CONTES
de
NORMANDIE


LE VIOLON MERVEILLEUX

Un jeune homme nommé Jean s'engagea un jour dans une ferme pour soigner les bestiaux. Au bout de trois ans, il résolut de s'en aller. A cet effet, il demanda à son maître de lui payer ce qu'il avait gagné. Celui-ci prit dans sa bourse... trois liards et les donna à Jean, qui s'en alla tout joyeux.
Après avoir marché trois jours, il arriva à un carrefour où se tenait assis un vieillard sale, malpropre, en haillons, qui lui dit :
- Faites-moi une petite charité pour l'amour de Dieu !
- J'ai justement trois liards, je vais vous les donner. En trois ans j'en pourrai gagner autant. Prenez-les.
- Pour récompenser votre bon caractère, je vous donne trois souhaits à faire. Choisissez.
- En ce cas, je demande un fusil qui ne manque jamais son but, un violon qui oblige à danser, et la parole franche, c'est-à-dire qu'on ne me refuse jamais rien.
Le pauvre homme réalisa les souhaits de Jean, qui continua son chemin moitié dansant et moitié courant. Il arriva ainsi dans un bois où il s'arrêta pour se reposer. Jean entendit alors une voix qui disait :
- Ah ! Que ne donnerais-je pas pour avoir ce beau rossignol qui chante sur cet arbre !
C'était le fermier qui avait donné trois liards au jeune homme. Celui-ci prit son fusil qui ne manquait jamais son but et tua le rossignol, qui tomba dans un buisson de ronces et d'épines.
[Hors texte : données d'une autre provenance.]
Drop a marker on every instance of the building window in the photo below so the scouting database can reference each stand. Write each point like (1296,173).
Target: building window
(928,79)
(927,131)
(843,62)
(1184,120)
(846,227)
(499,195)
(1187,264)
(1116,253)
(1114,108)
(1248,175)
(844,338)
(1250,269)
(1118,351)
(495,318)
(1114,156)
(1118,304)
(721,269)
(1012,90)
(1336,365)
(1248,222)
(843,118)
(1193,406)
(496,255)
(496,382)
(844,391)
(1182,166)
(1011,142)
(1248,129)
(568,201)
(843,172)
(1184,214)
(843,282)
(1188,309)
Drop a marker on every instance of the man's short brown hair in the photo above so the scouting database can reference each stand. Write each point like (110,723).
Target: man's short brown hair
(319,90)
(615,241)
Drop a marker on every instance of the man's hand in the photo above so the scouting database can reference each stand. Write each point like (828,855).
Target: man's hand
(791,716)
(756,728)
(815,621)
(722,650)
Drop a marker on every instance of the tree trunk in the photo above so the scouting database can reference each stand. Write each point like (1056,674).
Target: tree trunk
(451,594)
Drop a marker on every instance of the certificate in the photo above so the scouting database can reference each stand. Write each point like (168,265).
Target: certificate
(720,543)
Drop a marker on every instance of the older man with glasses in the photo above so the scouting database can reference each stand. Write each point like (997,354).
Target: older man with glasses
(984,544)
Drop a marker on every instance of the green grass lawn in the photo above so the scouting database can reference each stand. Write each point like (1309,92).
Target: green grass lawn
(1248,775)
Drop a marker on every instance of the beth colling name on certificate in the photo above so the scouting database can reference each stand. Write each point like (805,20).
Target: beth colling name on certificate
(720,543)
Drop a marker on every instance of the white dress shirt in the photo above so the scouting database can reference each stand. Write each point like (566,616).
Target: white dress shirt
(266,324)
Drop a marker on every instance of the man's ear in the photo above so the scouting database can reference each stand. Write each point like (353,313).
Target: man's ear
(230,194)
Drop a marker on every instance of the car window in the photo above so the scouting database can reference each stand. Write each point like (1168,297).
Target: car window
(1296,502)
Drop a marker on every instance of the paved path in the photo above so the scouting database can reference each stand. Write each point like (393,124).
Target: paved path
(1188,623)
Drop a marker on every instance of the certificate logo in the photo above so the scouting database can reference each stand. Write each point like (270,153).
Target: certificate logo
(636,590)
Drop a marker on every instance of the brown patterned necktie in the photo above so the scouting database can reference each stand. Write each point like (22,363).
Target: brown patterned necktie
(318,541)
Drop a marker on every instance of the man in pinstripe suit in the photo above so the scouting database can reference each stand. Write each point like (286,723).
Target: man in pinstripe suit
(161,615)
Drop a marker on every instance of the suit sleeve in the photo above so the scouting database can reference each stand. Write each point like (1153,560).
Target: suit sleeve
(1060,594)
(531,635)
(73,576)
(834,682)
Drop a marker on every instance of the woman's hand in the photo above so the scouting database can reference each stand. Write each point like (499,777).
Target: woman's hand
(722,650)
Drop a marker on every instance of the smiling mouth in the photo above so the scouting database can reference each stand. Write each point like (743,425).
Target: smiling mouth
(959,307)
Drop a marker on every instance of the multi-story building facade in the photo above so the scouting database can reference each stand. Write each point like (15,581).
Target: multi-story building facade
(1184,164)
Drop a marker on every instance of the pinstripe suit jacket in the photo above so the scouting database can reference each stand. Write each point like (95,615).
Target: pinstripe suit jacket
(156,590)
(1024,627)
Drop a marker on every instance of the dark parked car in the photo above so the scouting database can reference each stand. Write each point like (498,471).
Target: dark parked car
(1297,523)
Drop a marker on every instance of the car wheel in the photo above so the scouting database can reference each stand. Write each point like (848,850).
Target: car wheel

L'avare se baissa et entra dans le fourré épineux où se trouvait l'oiseau. Prenant alors son violon magique, Jean joua, et l'avare, emporté par une force supérieure, se mit à sauter, à bondir dans les ronces qui le déchiraient de toutes parts.
- Arrête ! ! Cria-t-il au jeune homme ; je te donnerai cinq cents écus. Mais hâte-toi ! je n'en puis plus.
Jean cessa de jouer et reçut les écus du fermier qui s'en alla en grommelant et partit le dénoncer à la justice. Le jeune paysan fut donc arrêté, jugé et condamné à mort. L'exécution fut fixée au lendemain.
Le fermier, les juges, toute la population de la ville ‚tait r‚unie sur la place, où une haute potence avait été dressée. Jean arriva et demanda aux juges de lui donner son violon pour en jouer encore une fois avant d'être pendu. Le fermier se mit à crier :
- Ne lui donnez pas le violon ! Liez-moi ! liez-moi !
Mais Jean avait la parole franche : on ne put lui refuser.
Prenant le violon merveilleux, il joua, et chacun se mit à danser sans pouvoir s'en empêcher, le fermier tout le premier. Lassés, exténués, mourant de fatigue, les juges prièrent Jean d'arrêter, lui promettant de le laisser libre. Le jeune homme cessa de jouer, et il put retourner à son village avec son violon et son fusil, dont il se servit encore dans maintes occasions.